Tying Everything Together: Op Self-Tutorial

Updated 1 week ago by Shoreline

In this 15 minute tutorial, we'll cover the fundamental building blocks of Shoreline. This tutorial will focus on Op: Shoreline's domain-specific language for operations. Op allows operators (SREs, DevOps, SysAdmin, and SWE) to:

  1. Interactively debug their systems
  2. Create automated remediations to detect and mitigate issues without operator involvement

This tutorial will focus on Shoreline running in a Kubernetes environment on AWS. As of writing, Shoreline also runs on AWS VMs directly, however, that will not be covered.

Resources

Operators care about the resources they are responsible for. To that end, Shoreline discovers the hosts, pods, and containers in your environment. Let's begin with a basic resource query to see all of our hosts.

op> host

Not only does Shoreline discover your resources, it captures their metadata as well. Let's see all of fields that we have captured.

op> columns host

That's quite a few fields: shoreline captures metadata - tags from ec2 as well as Kubernetes - and makes it all available in one place. Let's turn on the az tag and then see the availability zone of each of our hosts.

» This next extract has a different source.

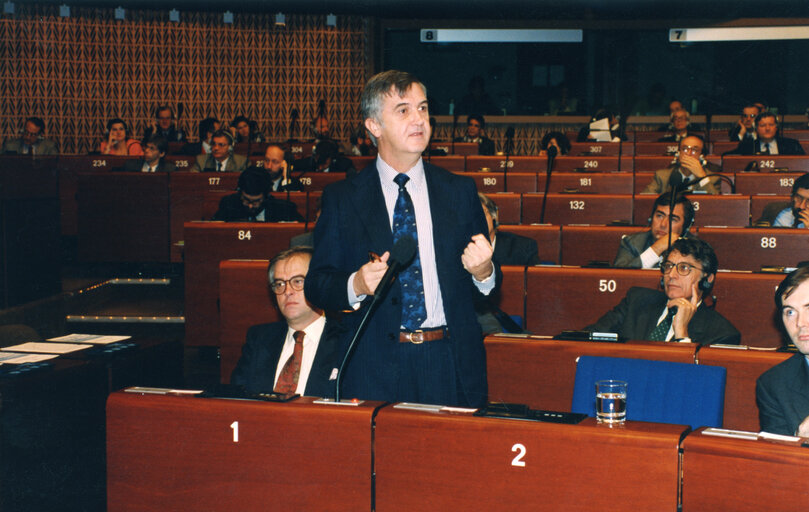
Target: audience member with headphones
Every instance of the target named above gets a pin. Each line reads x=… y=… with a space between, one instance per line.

op> config show resources.fields.az
op> host

We can filter on tags as well. Let's fetch only those hosts in the us-west-2c availability zone.

op> host | az="us-west-2c"

The pipe operator is inspired by shell's pipe - you use it chain together statements in the Op, passing data from one to the next. In the above, a tag filter placed after a resource query filters down the hosts to only those whose tags match.

Let's combine more statements. Op also discovers resource topology e.g. which pods are scheduled to which hosts and which containers sit in those pods. Let's fetch all of the pods scheduled to those hosts in zone us-west-2c:

op> host | az="us-west-2c" | .pod 

In shell, we often create aliases for commands that we frequently run. Inspired by this, Op lets you define stored statements. Let's create a stored resource query to fetch all the hosts in us-west-2c.

op> resource uswest2c = host | az="us-west-2c"
op> uswest2c

Running the above, the uswest2c symbol now resolves to all hosts in that zone. We can also attach metadata to these symbols and list all symbols stored in the collective memory.

op> uswest2c.description = "Hosts in us-west-2c"
op> list resource

These symbols are accessible to all operators. This prevents the issue of commands being trapped in folks' heads or growing out of date on wikis.

Metrics

Operators care about which resources they are responsible for and how these resources are performing. To that end, metrics are integrated into Shoreline as a first class entity. We can combine together resource and metric queries using the pipe operator. Let's fetch the cpu usage for all of our hosts:

op> host | cpu_usage

Like Prometheus, Shoreline polls Kubernetes exporters to ingest metrics making it easy to place into a Kubernetes environment. Shoreline also supports deploying to virtual machines, and in that environment, Shoreline installs the same exporters to gather metrics.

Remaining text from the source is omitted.